According to the birth certificate of the minor Concepción' Santiago, he was born on February 1, 1930. Therefore, on August 16, 1.944, when the accident occurred, he was 14 years, 6 months, and 16 days old. The evidence showed that said minor was working as a helper of a motor vehicle; that he was riding in the vehicle; and that the work he performed was connected with the distribution of ice among the customers of his employers. This being one of the occupations characterized by the Act (§ 15, supra) as “injurious to health and life,” the employment therein of a minor under 18 years of age such as was Concepción Santiago, constituted a violation of the statute.

The fifth paragraph of § 3 of the Workmen’s Accident Compensation Act, as amended by Act No. 162 of 1943 (Laws of 1943, p. 524). provides:

“Rights of Minors. — In the case of workmen under eighteen (18) years of age, employed in violation of the laws regulating the employment of minors in force on the date of the employment, who suffer injuries, .... the compensation belonging to them for any [408]*408permanent disability they may sniffer, or to their beneficiaries in case of death, shall be double the amount belonging to a workman eighteen (18) years of age legally employed;” (Italic ours.)
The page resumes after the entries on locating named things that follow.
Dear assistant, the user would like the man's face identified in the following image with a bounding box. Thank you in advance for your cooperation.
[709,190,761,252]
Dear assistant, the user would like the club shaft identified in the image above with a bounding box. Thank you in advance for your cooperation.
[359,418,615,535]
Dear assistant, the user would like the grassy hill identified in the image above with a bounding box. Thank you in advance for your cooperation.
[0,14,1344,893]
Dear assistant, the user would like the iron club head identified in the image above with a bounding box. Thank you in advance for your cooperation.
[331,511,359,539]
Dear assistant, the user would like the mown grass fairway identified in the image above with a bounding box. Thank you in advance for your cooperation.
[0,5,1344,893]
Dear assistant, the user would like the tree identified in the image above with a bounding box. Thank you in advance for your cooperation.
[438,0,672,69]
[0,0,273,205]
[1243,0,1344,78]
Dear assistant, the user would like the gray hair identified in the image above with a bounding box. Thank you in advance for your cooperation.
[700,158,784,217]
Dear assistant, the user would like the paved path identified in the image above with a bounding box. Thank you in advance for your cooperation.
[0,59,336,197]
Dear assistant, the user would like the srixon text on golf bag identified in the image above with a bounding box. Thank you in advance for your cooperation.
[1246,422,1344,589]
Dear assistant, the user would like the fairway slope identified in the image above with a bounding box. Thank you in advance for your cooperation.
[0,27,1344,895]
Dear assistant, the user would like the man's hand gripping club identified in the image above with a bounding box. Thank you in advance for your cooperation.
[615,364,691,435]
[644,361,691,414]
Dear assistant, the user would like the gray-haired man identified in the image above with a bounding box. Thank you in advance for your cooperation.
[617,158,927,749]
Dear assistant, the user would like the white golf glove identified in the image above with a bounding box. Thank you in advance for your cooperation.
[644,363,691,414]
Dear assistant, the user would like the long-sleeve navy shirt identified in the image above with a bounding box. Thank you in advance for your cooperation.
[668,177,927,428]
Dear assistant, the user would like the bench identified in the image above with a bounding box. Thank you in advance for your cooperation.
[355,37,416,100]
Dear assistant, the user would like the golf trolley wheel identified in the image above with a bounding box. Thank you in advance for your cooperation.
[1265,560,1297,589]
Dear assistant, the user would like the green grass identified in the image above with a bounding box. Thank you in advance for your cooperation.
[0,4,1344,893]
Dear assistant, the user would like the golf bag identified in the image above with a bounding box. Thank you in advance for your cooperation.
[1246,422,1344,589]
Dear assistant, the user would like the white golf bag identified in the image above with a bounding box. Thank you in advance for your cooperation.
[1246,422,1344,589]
Undoubtedly realizing that tbe grant of double compensation to the parents of minors employed in violation of the law might constitute an incentive for slightly scrupulous parents, or for those who might be in need of increasing their income for family support, to trick the employers into the belief that their children had attained the age required by the statute, the lawmaker added to the fifth paragraph of said § 3 the following:

“Provided, That the double penalty to which this Section refers shall not be applicable to the case of an employer who has been induced to error by the physical appearance of the minor or by a sworn statement made by the father, the mother, or the tutor or guardian of the minor prior to the minor’s employment, stating that he is of age. Provided, further, That the employer shall pay the .additional compensation hereby prescribed, etc.” (Italic ours.)

The lawmaker, then, has granted to the beneficiaries of a minor employed in violation of the law, the right to receive double compensation for the death of the minor resulting from a labor accident. In order that the employer may be exempt from the obligation thus imposed upon him, he must prove (1) that the physical appearance of the minor induced him to believe that the minor had really attained the age fixed by the statute; or (2) that he was induced to error by a sworn statement made by the father, the mother, or the guardian of the minor prior to the latter’s employment, setting forth that the minor had attained the age which enabled him to be lawfully employed in the kind of occupation in which he was injured or killed.

In the case at bar, the petitioning employers based their claim for exemption on the two sole grounds acknowledged by the statute; and in order to establish their claim, they introduced oral testimony which was contradicted by the evidence adduced by the beneficiaries.